— The dishes may be small, and not the prettiest, but Pete Wells is still a fan of Ignacio Mattos's cooking at Cafe Altro Paradiso: "[F]or now, just play the kitchen’s game and schedule pasta as a midmeal diversion. Eat the slow-cooked chicken ragù brightened with briny green olives and tossed with skinny, chewy tubes of garganelli and you should be happy. Have the near-transparent sheets of cannelloni rolled up around a light, unsoggy filling of ricotta flecked with greens, and you should be even happier." As mentioned yesterday, Pete Wells gives the restaurant two stars.
— At Indian Accent, Bloomberg's Tejal Rao finds the rigid menu structure off-putting. Still, Rao enjoys most of what she tries: "Mehrotra serves delicious morels, stuffed with more morels brightened with green chilies and warmed with a mixture of sweet brown spices called garam masala, fried in butter. They're exquisite. One of the most impressive updates comes at dessert, a cloud of saffron-infused malai; the reduced milk shot here from the tip of a nitrous oxide-charged canister. It arrives under a confetti of rose petals and jaggery (a raw sugar with a diamond crunch) and it’s spectacular, with all the flavor of pure, sweet milk and none of its weight." One star.
— Ligaya Mishan celebrates the return of chef Angela Pellew-Whyte's restaurant Angela's in Bed-Stuy after over 10 years since it closed : "[T]he most satisfying things to eat here reach back to the food of her childhood, like okra, beautifully tender without a hint of gooeyness, and fat angled cuts of sweet plantains, soft and warm, browned until the sugars stand out."
— Some of the dishes are weird, but Gael Greene finds a lot of wonderful options at Agern: "Reassuringly, the bread looks like bread and tastes like bread: so delicious, warm and already cut into quarters in its earthenware baking dish. 'Just baked,' we are told. Piled on a chunk of black stone, the craggy hill of butter -- whipped with buttermilk and cider vinegar powder -- is remarkable, too."
— At Antoine Westermann's Le Coq Rico, Adam Platt finds some hits and misses: "A small, watery $34 fricassee consisting of bullet-hard chicken chunks and barely visible shreds of Maine lobster tasted, according to one of my slightly peevish guests, like 'an elevated form of hospital food.' My gamy, perfectly roasted squab breast ($34, and packaged, intricately, in softly braised cabbage leaves) was a pleasure to eat, on the other hand, and Westermann’s bountiful, strangely underseasoned, tough-boned Alsatian baeckeoffe was a little bit of both." Two stars.

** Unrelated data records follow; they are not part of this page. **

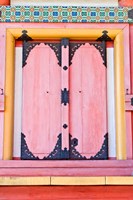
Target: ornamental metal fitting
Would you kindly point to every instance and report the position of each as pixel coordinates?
(104, 37)
(65, 96)
(24, 37)
(65, 42)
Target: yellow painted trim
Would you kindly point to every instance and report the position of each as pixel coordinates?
(120, 97)
(77, 180)
(24, 180)
(103, 180)
(9, 98)
(73, 33)
(81, 33)
(122, 180)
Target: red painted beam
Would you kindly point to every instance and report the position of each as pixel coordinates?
(67, 192)
(4, 2)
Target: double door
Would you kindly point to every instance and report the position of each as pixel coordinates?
(64, 115)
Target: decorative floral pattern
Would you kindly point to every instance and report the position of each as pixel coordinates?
(64, 14)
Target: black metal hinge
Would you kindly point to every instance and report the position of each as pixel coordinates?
(24, 37)
(130, 14)
(104, 37)
(65, 96)
(131, 101)
(65, 42)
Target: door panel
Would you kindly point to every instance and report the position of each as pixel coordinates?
(64, 101)
(88, 99)
(41, 100)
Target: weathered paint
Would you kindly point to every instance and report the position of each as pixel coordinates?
(5, 2)
(125, 3)
(17, 102)
(9, 103)
(64, 3)
(65, 84)
(111, 103)
(35, 33)
(120, 97)
(41, 104)
(88, 99)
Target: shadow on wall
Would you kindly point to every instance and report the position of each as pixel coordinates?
(125, 2)
(4, 2)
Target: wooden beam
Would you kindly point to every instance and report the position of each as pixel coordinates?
(9, 98)
(120, 97)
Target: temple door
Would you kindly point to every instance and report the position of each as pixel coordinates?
(64, 101)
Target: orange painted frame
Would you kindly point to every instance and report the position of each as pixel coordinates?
(15, 32)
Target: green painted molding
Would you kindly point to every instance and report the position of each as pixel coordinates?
(65, 14)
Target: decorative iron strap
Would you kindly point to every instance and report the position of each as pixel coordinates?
(64, 96)
(65, 154)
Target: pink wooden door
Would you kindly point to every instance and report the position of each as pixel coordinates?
(88, 120)
(41, 118)
(64, 101)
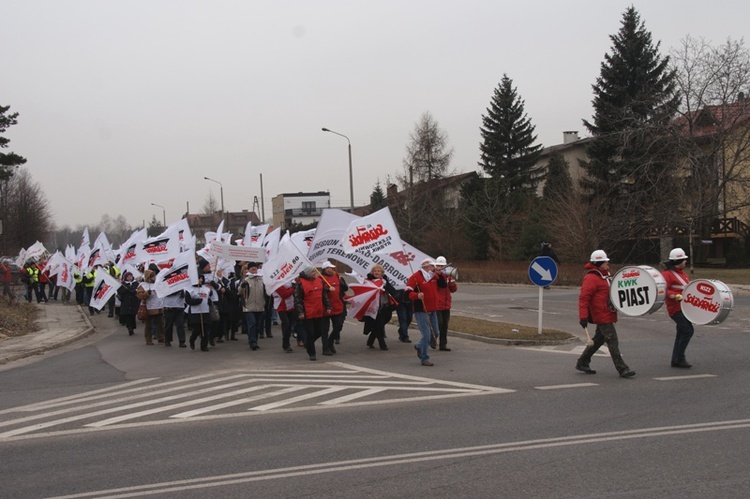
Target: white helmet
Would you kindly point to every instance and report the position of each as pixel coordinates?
(677, 254)
(598, 256)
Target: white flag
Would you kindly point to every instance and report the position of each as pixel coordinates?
(85, 238)
(284, 267)
(181, 275)
(35, 251)
(105, 287)
(127, 250)
(65, 277)
(271, 242)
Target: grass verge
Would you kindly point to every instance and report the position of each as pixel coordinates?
(505, 331)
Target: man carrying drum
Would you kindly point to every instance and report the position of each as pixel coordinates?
(594, 306)
(677, 279)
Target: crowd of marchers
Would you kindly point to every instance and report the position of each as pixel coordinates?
(221, 308)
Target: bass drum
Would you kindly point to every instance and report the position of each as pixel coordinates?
(706, 301)
(638, 290)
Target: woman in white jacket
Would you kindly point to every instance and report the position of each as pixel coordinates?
(197, 299)
(253, 294)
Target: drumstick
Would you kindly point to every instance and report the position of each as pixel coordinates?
(589, 341)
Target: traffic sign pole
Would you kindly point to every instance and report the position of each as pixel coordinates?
(541, 307)
(542, 272)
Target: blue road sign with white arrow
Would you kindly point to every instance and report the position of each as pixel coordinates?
(543, 271)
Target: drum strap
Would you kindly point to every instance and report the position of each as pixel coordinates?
(679, 278)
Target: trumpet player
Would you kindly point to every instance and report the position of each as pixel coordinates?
(444, 303)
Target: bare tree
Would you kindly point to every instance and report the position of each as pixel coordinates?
(427, 160)
(714, 129)
(427, 155)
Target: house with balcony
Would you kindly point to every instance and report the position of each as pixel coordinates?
(292, 209)
(234, 222)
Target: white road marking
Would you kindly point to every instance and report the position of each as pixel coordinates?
(689, 376)
(299, 398)
(213, 481)
(561, 387)
(125, 403)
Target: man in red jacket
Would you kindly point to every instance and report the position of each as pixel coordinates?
(422, 288)
(444, 302)
(594, 306)
(676, 279)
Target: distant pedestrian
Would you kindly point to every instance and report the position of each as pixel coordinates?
(5, 279)
(311, 305)
(548, 251)
(445, 300)
(422, 288)
(594, 306)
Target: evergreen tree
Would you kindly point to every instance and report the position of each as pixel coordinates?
(8, 160)
(631, 155)
(427, 156)
(377, 198)
(507, 148)
(558, 181)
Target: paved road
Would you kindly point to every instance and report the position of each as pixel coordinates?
(109, 416)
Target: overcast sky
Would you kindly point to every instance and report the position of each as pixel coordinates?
(126, 103)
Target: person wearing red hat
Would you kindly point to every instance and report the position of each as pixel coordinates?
(422, 290)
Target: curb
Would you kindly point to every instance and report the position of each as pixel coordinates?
(51, 345)
(511, 341)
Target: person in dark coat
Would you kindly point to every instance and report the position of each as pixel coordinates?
(386, 306)
(129, 301)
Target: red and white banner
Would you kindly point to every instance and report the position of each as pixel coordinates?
(327, 245)
(284, 266)
(105, 287)
(65, 277)
(373, 234)
(238, 253)
(182, 274)
(160, 248)
(128, 250)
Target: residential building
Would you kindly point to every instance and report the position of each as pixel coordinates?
(234, 222)
(299, 208)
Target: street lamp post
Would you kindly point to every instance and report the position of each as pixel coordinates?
(163, 213)
(221, 190)
(351, 180)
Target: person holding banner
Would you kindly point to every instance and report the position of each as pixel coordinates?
(677, 279)
(283, 300)
(129, 301)
(444, 301)
(422, 290)
(311, 304)
(385, 306)
(594, 306)
(155, 307)
(336, 287)
(199, 316)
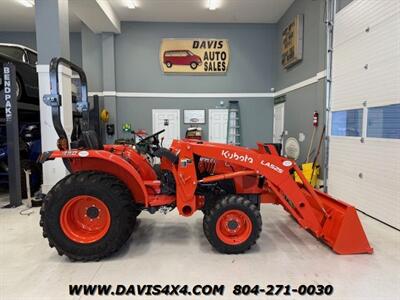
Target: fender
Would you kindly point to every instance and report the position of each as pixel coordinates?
(103, 161)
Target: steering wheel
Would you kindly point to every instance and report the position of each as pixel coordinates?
(150, 143)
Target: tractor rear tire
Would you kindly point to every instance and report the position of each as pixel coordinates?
(88, 216)
(233, 225)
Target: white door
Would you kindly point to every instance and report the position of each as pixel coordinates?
(279, 117)
(364, 147)
(168, 119)
(218, 125)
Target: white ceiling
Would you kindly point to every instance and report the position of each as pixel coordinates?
(228, 11)
(15, 17)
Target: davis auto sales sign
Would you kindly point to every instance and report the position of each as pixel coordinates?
(196, 56)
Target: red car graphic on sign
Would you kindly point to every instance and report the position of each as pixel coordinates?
(181, 57)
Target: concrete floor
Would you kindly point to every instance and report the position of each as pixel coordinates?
(172, 249)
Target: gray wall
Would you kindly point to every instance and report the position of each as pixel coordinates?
(29, 39)
(301, 103)
(257, 115)
(313, 39)
(138, 66)
(138, 69)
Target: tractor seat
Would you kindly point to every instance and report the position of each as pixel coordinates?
(90, 140)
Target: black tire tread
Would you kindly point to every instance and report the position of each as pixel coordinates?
(120, 193)
(231, 201)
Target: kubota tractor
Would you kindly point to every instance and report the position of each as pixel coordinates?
(91, 213)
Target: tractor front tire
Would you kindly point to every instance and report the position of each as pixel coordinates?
(88, 216)
(233, 225)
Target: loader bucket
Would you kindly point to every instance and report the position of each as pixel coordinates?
(342, 230)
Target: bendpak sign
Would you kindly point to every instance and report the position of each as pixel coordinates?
(196, 56)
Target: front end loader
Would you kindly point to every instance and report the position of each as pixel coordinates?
(91, 213)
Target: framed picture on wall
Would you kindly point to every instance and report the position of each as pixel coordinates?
(194, 116)
(292, 42)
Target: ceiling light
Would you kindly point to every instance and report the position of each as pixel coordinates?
(27, 3)
(212, 4)
(130, 4)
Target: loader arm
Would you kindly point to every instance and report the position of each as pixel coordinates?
(333, 221)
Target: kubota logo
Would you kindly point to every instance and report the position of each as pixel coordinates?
(243, 158)
(271, 166)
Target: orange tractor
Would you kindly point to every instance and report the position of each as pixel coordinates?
(91, 213)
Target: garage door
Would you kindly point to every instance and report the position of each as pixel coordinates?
(364, 161)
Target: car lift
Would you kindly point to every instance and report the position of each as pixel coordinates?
(8, 95)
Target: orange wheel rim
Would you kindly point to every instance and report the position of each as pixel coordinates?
(234, 227)
(85, 219)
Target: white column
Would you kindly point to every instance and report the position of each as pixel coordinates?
(54, 170)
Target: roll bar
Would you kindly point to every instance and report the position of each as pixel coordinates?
(54, 98)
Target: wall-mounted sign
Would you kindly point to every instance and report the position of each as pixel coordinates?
(292, 42)
(196, 56)
(194, 116)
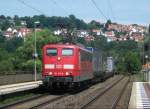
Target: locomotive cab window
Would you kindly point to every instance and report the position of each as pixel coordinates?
(67, 52)
(51, 51)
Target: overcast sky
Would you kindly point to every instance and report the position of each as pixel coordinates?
(121, 11)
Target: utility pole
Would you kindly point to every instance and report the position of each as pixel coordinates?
(35, 51)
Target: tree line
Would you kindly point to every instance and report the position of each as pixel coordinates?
(53, 22)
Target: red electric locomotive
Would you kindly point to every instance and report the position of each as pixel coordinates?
(66, 64)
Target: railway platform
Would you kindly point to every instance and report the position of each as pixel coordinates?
(12, 88)
(140, 96)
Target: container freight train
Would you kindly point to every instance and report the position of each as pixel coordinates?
(72, 65)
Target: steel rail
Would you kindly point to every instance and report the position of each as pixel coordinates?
(100, 94)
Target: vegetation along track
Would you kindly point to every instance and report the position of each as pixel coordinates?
(68, 101)
(108, 98)
(75, 101)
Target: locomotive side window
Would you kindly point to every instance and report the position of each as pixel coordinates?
(67, 52)
(51, 51)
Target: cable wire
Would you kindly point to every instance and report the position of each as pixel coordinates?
(99, 10)
(111, 9)
(37, 10)
(54, 2)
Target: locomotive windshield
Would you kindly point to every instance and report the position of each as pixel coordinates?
(51, 51)
(67, 52)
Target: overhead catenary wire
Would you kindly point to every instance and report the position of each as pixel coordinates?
(54, 2)
(99, 10)
(111, 9)
(35, 9)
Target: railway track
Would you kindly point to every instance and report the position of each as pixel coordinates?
(57, 101)
(105, 96)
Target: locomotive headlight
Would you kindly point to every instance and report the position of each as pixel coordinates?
(50, 73)
(67, 73)
(58, 58)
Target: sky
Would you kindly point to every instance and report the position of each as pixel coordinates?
(120, 11)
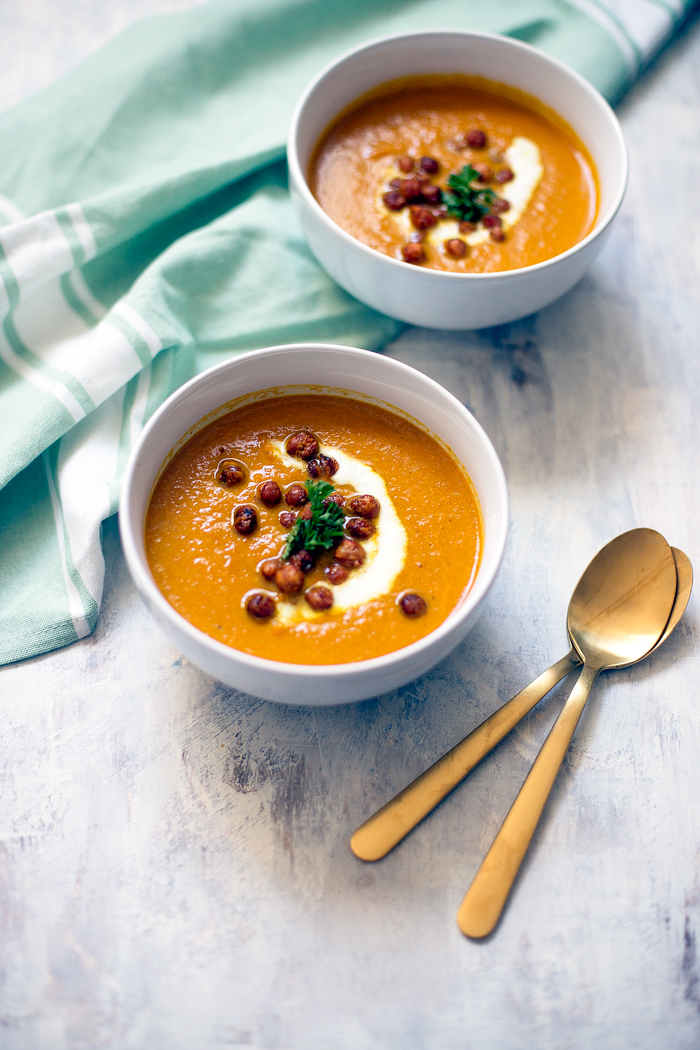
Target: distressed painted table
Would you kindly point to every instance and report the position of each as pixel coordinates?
(174, 869)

— The prices are right, and the portions are big, but Becky Cooper of Tables for Two finds that the food at El Atoradero can be inconsistent: "The albondigas enchipotladas—pork meatballs drenched in chipotle sauce—are dry and dull one meal, transcendent the next. The mixiotes, masterfully undersold by the bartender one night as 'a mixture of dark chicken in a bag,' is a standout. The meat—drowned in orange juice, covered in those hard-earned avocado leaves, and steam-braised in a plastic baggy—is impossible to stop eating. Meanwhile, the squash-blossom quesadilla languishes, stuffed with a sad vegetable hash. Most sacrilegious of all, those famous carnitas are disappointing, with grizzled bits of fat and cartilage."
— Zachary Feldman enjoys a lot of the West African dishes at Bognan International: "Chicken comes fried or braised in tomato spiked with cumin and curry, and Kamal is quick to recommend the waakye, a deeply spiced mash of beans and rice served with beef and fish stewed with tomatoes. Smothered under a ladling of goat stew, Ali's jollof rice, one of West Africa's most popular dishes, is here rendered as a massive plate of spaghetti and tomato-spiked pilaf crowned with a hard-boiled egg." He adds: "The title 'Bognan' is a Tchokossi colloquialism for a person who is overwhelmingly hospitable. Thanks to owners Ali and Kamal, the small restaurant embraces its moniker wholeheartedly."
The Blogs: The Food Doc has lunch at Momofuku Ko, and Goodies First visits the Oceanic Bowl.